The goal of treatment is to interrupt the inflammatory spiral without completely undoing the cancer-fighting benefits of the therapy that triggered it. This is a delicate balance: the same immune activation causing CRS is also what destroys cancer cells. Medical teams in specialized centers monitor patients continuously after immunotherapy infusions, watching vital signs and blood markers so they can intervene quickly if CRS develops.

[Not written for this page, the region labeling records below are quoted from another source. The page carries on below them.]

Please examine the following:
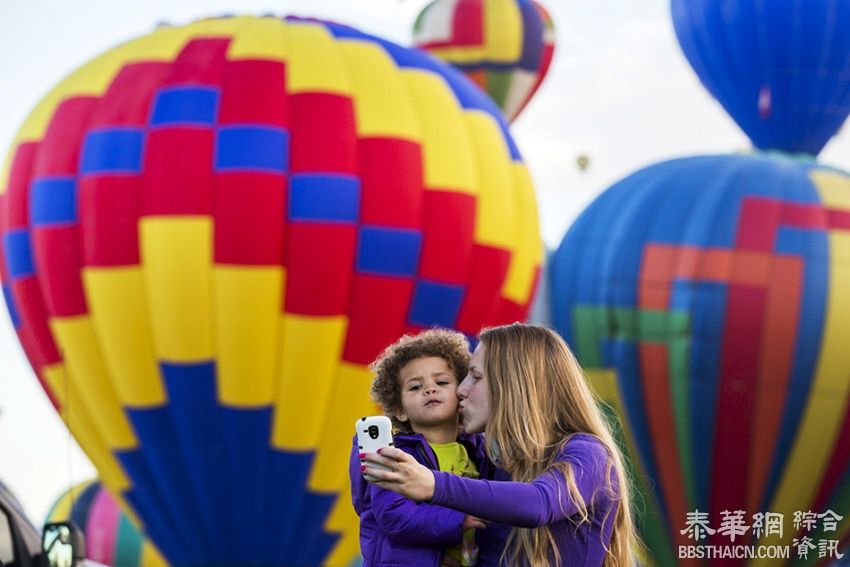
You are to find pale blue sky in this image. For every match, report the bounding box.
[0,0,850,523]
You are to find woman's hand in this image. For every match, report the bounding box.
[360,447,434,501]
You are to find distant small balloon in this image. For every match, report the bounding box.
[413,0,555,122]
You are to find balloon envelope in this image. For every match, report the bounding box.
[0,17,541,566]
[550,154,850,565]
[413,0,555,121]
[45,481,168,567]
[671,0,850,155]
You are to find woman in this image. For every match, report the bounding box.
[364,323,637,567]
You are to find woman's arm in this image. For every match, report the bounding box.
[365,437,607,527]
[431,439,607,528]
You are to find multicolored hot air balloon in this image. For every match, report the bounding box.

CRS and Neurological Side Effects
A related but distinct complication called ICANS (immune effector cell-associated neurotoxicity syndrome) can occur alongside CRS. While CRS affects the whole body, ICANS specifically targets the nervous system, causing symptoms like confusion, difficulty speaking, tremors, impaired consciousness, and in rare cases, seizures.

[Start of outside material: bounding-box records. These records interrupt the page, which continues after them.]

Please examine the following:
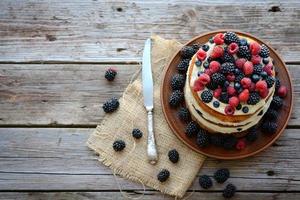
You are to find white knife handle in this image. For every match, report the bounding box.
[147,109,158,165]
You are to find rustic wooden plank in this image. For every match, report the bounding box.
[0,128,300,191]
[0,64,300,126]
[0,0,300,62]
[0,191,300,200]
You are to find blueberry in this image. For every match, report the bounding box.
[263,58,269,65]
[242,106,249,113]
[202,44,209,51]
[251,74,260,83]
[213,101,220,108]
[195,60,202,67]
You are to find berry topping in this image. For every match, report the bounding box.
[225,105,235,115]
[171,74,185,90]
[213,33,224,45]
[104,68,117,81]
[168,149,179,163]
[197,49,206,61]
[277,85,287,98]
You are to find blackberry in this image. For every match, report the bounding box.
[185,121,200,137]
[169,90,183,107]
[253,64,263,74]
[266,76,275,88]
[157,169,170,182]
[168,149,179,163]
[270,96,283,110]
[201,90,213,103]
[223,135,237,150]
[265,108,278,120]
[132,128,143,139]
[178,107,191,122]
[259,44,270,58]
[211,72,226,85]
[224,32,240,44]
[223,184,236,198]
[102,97,120,113]
[214,168,230,183]
[199,175,213,189]
[196,128,209,147]
[180,46,196,58]
[177,58,190,73]
[104,68,117,81]
[246,127,258,143]
[261,120,277,134]
[113,140,126,151]
[220,62,235,74]
[219,92,229,103]
[247,92,260,105]
[237,46,251,60]
[171,74,185,90]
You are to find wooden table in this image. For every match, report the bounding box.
[0,0,300,200]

CRS typically appears first, and ICANS follows. The two conditions overlap in timing, and severe ICANS rarely occurs without severe CRS preceding it. The likely mechanism involves the same inflammatory proteins breaching the blood-brain barrier, the protective layer that normally shields the brain from substances circulating in the bloodstream. Once inflammatory cytokines reach the brain and spinal fluid in high concentrations, neurological symptoms develop. Patients with severe ICANS also tend to show signs of blood vessel dysfunction, including fluid leaking from capillaries and abnormal clotting.
Recovery Timeline
For most patients with mild CRS, symptoms resolve within about five days. Research distinguishing patients whose grade 1 CRS lasted fewer than five days from those whose symptoms persisted longer found meaningful differences in recovery. Patients with longer-lasting CRS, even at a low grade, had higher rates of prolonged low blood cell counts afterward, including extended periods of low white blood cells, red blood cells, and platelets. Elevated inflammation markers lasting ten days or more also predicted slower recovery of normal blood counts.
This means the duration of CRS matters, not just how severe it gets at its peak. Patients whose symptoms clear quickly tend to bounce back faster overall, while those with lingering inflammation face a longer road to full blood count recovery after treatment.